If you are new to the NoSQL world and/or Cassandra this book will provide you with a concise intro chapter about Cassandra’s origins and its underlying principles like the CAP theorem. Even if you know about all this already, this short and solid recap will get those things back into your memory.

The main content of “Cassandra Design Patterns” consists of specialized real world use cases one can and can’t solve with Cassandra and their descriptions. It’s interesting to see which applications one can realize with the system out of the box and with the help and integration of external tools. The descriptions are easy to understand and short, but that’s also the weak point in my opinion. There are just a few examples (including code), no real in-depth insights how one can achieve the solutions and hardly any backing evidence why those patterns will work efficiently.

Long story short: A quite interesting afternoon read, but that’s it.

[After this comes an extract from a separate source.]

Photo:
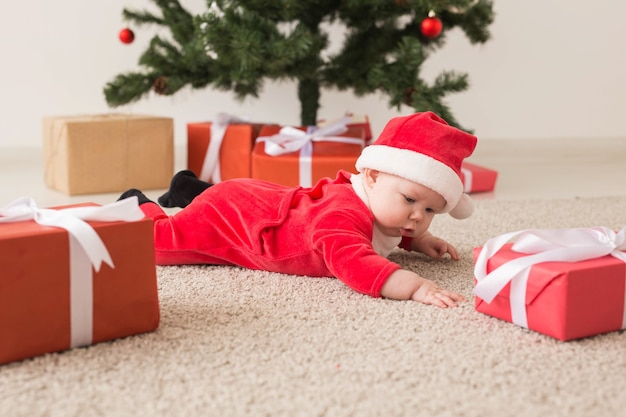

Official URL to the book: https://www.packtpub.com/networking-a...
1 review
July 21, 2014
Cassandra Design Patterns is very brief and to the point book.This book is not for beginners and is more suitable for architect and developer roles. It starts with a brief history of Cassandra to explain what are the key advantages of Cassandra and how are they achieved under the hood. The Book then makes a short reference to the GoF patterns and introduces the 3V (Volume, Velocity, Variety) Model and explains it in the context of the Big Data. The author then describes in short the common patterns solvable with the Cassandra and gives tips how to implement them. Every presented pattern is described with the problem-intent, context-applicability, forces-motivations, solution summary and an example. I found the description of Complex Event Processing pattern to be very useful. The good part about this book is that it also has a chapter called Patterns and Anti-patterns where the author describes when not to use Cassandra. As developer I used some of the techniques presented in this book especially the reversed indexes described in the chapter about the Needle in a Haystack pattern. All in all i find this book a nice and decent read for any Cassandra developer or architect.
Author 2 books1 follower
January 18, 2015
I really enjoyed Cassandra Design Patterns and recommended it to anyone interested in learning about Cassandra. Author touched most of all main topics of Cassandra and explained very easily. Now we are depends on Datastax to get any documentation about Cassandra and documentation about Cassandra is not very available. This book could be a major source of information to decided when and how to use Cassandra for real life problem. Thank'x to author Sanjay Sharma for such a nice book and Packt publication to give me a change to review this book.